The Crossrail art project, also now designated The Culture Line, describes its process as follows. “Artworks are being selected by an advisory Round Table of representatives from national and local arts organisations and commercial galleries. Among the galleries already identified to work in partnership with Crossrail are Lisson Gallery for Paddington station, Victoria Miro for Liverpool Street, Gagosian for Tottenham Court Road, White Cube for Bond Street station and Sadie Coles for Farringdon. Crossrail is in discussions with other renowned galleries for the remaining stations at Whitechapel and Canary Wharf.” Renowned, indeed… And thus it is that Gordon and Wright are represented by Gagosian, who looks after Christopher Wool (editorials passim) and eleven of the twenty bestselling artists at auction.

When State Art is the very fabric of the establishment choosing committee candidates never results in a range of opinions. Thus, these “advisory round tables” are always euphemisms for the usual suspects. And here, as ever, the chosen few have not let us down, having dutifully selected as beneficiaries others from the top table of State Art. Some of these knights and damsels of the round table have been previously associated with high profile galleries and, who knows, might like to renew their trade connections in the future.

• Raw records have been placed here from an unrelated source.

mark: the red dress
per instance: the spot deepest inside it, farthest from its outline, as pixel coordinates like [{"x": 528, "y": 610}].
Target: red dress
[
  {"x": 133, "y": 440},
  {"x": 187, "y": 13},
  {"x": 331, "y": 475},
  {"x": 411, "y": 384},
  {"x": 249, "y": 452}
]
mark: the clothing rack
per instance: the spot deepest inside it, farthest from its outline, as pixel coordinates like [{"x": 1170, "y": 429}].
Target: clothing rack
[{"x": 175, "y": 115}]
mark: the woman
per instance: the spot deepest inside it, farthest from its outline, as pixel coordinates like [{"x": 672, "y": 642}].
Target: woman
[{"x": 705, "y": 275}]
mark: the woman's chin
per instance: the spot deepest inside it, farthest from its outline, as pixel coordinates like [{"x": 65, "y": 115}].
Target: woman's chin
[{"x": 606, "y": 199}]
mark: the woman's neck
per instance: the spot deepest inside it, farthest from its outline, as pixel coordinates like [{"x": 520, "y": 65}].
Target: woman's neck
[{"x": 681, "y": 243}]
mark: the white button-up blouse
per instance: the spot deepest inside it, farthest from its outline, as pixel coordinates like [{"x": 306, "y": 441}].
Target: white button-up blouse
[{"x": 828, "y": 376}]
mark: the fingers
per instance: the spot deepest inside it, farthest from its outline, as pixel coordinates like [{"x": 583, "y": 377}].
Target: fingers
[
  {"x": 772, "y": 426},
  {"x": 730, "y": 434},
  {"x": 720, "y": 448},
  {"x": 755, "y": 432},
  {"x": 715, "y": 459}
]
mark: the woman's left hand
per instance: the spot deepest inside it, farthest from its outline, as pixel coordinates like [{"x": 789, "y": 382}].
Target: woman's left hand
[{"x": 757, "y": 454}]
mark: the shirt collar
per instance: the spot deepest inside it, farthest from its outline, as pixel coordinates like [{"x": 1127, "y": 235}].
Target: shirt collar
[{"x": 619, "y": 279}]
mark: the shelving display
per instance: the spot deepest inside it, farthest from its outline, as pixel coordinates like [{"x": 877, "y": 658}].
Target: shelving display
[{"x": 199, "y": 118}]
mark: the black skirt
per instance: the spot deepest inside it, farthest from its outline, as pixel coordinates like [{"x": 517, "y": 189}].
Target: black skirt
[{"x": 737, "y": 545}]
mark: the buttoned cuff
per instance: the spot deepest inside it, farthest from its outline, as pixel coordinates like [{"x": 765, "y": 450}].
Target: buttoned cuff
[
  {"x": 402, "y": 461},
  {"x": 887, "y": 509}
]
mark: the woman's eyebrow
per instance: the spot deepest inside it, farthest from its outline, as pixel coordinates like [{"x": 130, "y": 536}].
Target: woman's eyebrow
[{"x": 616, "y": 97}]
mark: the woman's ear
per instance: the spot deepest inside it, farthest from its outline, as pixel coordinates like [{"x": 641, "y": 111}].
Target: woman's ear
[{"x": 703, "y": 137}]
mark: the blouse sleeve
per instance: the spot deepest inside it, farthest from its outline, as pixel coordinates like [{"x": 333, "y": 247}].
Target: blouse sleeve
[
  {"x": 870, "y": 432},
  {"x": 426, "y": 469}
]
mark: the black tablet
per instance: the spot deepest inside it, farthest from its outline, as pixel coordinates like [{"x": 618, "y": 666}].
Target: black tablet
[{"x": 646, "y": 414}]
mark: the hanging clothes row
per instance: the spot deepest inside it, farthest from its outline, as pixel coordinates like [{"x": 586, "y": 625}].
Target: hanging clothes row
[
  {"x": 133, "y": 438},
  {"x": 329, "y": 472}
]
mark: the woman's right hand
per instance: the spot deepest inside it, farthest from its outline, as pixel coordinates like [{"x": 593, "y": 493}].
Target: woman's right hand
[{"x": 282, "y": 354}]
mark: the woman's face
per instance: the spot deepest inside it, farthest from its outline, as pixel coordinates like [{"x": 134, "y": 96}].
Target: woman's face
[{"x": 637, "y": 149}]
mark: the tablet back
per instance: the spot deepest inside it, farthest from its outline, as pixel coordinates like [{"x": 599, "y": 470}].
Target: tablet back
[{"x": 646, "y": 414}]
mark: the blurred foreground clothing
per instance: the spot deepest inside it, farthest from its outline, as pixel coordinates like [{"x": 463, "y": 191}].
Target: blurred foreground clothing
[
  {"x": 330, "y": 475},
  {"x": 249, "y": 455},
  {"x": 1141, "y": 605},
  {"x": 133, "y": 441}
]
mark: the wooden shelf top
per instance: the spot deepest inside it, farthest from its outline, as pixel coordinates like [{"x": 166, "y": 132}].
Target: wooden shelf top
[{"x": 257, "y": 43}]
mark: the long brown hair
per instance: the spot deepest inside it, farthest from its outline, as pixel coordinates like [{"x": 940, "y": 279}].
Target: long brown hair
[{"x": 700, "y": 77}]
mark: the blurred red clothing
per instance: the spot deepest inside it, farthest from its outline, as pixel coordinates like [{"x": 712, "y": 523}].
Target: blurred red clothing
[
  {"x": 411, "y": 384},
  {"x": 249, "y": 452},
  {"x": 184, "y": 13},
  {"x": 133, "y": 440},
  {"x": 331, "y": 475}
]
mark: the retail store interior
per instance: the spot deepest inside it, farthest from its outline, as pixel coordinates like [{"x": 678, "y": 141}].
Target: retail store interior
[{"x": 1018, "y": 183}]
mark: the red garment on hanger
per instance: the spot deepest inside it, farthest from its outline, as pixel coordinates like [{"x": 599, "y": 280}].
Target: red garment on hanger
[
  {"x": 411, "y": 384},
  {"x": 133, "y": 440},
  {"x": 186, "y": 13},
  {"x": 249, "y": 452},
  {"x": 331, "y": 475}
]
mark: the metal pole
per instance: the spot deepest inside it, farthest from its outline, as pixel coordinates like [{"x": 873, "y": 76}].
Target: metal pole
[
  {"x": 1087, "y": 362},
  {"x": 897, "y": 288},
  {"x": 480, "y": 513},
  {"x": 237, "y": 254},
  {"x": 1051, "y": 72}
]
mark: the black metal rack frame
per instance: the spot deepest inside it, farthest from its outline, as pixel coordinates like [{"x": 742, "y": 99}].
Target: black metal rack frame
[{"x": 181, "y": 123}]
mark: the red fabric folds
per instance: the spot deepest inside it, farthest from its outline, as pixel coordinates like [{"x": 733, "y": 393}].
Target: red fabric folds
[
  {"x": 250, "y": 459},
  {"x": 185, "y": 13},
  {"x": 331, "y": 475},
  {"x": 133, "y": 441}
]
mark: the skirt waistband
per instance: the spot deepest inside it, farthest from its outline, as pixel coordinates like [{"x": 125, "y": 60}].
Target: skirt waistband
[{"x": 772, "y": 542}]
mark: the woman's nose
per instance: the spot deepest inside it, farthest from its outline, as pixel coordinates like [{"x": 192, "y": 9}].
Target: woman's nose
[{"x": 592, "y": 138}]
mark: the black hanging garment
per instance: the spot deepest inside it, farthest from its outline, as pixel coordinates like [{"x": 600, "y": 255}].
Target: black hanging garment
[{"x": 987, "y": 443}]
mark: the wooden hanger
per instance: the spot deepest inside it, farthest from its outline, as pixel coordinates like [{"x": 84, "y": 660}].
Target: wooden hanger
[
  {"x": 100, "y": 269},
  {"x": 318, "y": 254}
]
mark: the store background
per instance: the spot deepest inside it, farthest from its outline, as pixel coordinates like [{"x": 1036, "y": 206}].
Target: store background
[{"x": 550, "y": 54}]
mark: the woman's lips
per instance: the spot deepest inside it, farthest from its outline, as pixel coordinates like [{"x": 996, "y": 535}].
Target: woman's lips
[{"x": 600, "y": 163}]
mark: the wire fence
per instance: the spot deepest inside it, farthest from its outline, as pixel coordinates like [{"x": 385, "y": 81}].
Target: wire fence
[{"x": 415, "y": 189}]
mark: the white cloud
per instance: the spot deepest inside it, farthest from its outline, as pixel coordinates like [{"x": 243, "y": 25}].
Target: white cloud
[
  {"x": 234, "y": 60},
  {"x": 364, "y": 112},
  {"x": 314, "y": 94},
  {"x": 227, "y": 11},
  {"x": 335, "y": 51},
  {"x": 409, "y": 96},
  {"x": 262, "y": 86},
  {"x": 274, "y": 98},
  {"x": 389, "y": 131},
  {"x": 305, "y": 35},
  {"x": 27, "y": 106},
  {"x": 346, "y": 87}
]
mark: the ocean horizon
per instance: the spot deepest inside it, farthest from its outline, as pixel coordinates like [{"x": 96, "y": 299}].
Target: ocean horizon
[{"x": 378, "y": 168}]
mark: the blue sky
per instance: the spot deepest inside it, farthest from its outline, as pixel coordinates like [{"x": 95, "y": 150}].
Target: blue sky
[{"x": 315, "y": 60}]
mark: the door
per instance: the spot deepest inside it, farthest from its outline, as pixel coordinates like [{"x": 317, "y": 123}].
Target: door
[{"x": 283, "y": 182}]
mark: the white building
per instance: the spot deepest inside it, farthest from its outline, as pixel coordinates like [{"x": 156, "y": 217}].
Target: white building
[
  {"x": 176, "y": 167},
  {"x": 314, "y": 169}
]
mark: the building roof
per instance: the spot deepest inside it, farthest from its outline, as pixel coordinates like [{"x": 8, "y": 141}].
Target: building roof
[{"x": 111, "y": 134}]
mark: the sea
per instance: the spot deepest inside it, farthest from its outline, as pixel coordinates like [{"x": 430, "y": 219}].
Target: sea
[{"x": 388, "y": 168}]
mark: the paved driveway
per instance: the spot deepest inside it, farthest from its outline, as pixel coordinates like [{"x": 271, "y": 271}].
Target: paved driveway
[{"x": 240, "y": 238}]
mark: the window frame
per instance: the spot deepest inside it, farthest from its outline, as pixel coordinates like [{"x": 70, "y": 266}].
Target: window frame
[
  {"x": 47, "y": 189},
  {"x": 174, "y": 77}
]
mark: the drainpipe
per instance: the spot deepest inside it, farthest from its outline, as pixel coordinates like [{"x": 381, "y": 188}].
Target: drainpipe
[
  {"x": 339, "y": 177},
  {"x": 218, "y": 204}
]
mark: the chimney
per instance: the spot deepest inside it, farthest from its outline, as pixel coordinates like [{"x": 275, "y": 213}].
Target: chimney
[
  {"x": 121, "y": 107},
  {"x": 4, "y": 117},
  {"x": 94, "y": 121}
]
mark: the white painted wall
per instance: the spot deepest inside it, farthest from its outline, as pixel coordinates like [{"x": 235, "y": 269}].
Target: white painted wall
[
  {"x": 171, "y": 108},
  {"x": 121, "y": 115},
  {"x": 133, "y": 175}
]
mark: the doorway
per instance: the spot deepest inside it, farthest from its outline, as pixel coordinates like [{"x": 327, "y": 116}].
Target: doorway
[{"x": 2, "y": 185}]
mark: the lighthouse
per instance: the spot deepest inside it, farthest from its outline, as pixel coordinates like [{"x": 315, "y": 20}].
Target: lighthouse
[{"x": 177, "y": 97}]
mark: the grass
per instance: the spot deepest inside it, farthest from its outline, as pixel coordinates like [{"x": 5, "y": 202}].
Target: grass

Honestly though, how long must it take for a colloquium of State Art lickspittles to arrive at the names of the five most fashionable mongers in the West End? Three minutes? Two? A quick round of skinny lattes and jammy dodgers and Bob’s your uncle – then it’s off home for a well-earned tweet. Wouldn’t you just love to have eavesdropped ‘negotiations’ resulting in the richest galleries being allocated discreet chunks of Crossrail action? Without question the process will have been as pure and disinterested as the driven snow.

It is further announced that at Paddington Lisson’s American conceptual artist, one Spencer Finch, is to adorn the glass canopy of the new station with a sort of taxonomy of skies. He said: “I am so excited to have this opportunity to get to know these English clouds and do something beautiful with them on a grand scale.” He should get Constable on fast dial.